Borger created entirely new or extensively revised subtitles for films by directors including Jean Renoir (“Grand Illusion”) and Jean-Luc Godard (“Breathless,” “Contempt,” “Une femme est une femme”), Jules Dassin (“Rififi”) and Jean-Pierre Melville (“Army of Shadows,” “Le Doulos”).
He was instrumental in unearthing rare and missing French films, and discovered the nitrate camera negative of Raymond Bernard’s “The Chess Player,” which he found in the East German Film Archives after it had been hidden by the Nazi occupiers of France. In Prague, he uncovered Czech distribution prints of Henri Fescourt’s “Monte-Cristo.”
In demand as a French film scholar and historian, he programmed rare French films for Italy’s Pordenone Silent Film Festival and co-curated a retrospective on Julien Duvivier for the Museum of Modern Art in New York.
In 2015, he received the Jean Mitry Award from Pordenone and the Mel Novikoff Award for enhancing the appreciation of world cinema from the San Francisco Film Festival.
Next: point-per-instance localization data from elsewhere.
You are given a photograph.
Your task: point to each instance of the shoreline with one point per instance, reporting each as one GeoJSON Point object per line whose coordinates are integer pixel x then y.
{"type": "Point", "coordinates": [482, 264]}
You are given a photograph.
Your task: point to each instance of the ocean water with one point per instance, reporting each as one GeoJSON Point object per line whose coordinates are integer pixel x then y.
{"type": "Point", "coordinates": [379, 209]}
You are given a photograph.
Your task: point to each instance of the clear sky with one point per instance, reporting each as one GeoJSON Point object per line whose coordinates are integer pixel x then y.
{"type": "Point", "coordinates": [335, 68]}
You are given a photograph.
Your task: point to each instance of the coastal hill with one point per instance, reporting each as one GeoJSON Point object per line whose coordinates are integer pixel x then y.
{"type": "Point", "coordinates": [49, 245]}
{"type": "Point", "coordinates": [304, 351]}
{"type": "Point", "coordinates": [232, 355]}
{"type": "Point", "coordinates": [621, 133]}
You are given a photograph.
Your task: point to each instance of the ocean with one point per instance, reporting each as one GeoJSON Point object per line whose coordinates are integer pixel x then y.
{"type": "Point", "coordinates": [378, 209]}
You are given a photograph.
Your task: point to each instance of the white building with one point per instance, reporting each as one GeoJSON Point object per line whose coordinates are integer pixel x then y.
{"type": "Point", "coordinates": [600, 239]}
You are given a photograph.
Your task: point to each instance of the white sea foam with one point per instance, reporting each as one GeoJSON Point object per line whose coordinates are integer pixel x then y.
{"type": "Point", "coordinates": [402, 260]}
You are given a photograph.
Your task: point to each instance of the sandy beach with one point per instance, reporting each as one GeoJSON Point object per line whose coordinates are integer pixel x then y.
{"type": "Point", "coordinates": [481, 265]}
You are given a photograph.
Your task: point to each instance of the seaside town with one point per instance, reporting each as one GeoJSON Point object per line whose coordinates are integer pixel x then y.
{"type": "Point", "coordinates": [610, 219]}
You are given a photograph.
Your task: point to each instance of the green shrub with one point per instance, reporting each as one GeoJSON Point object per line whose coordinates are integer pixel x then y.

“The work of interpreting dialogue for subtitles is a critical but unexamined art that can have a huge impact on an audience’s appreciation of a film,” said Rachel Rosen, San Francisco Film Society’s director of programming. “Lenny Borger’s stellar work making French cinema come to life for English-speaking audiences and his passion for bringing lost classics back to the screen make him a true behind-the-scenes hero of world cinema.”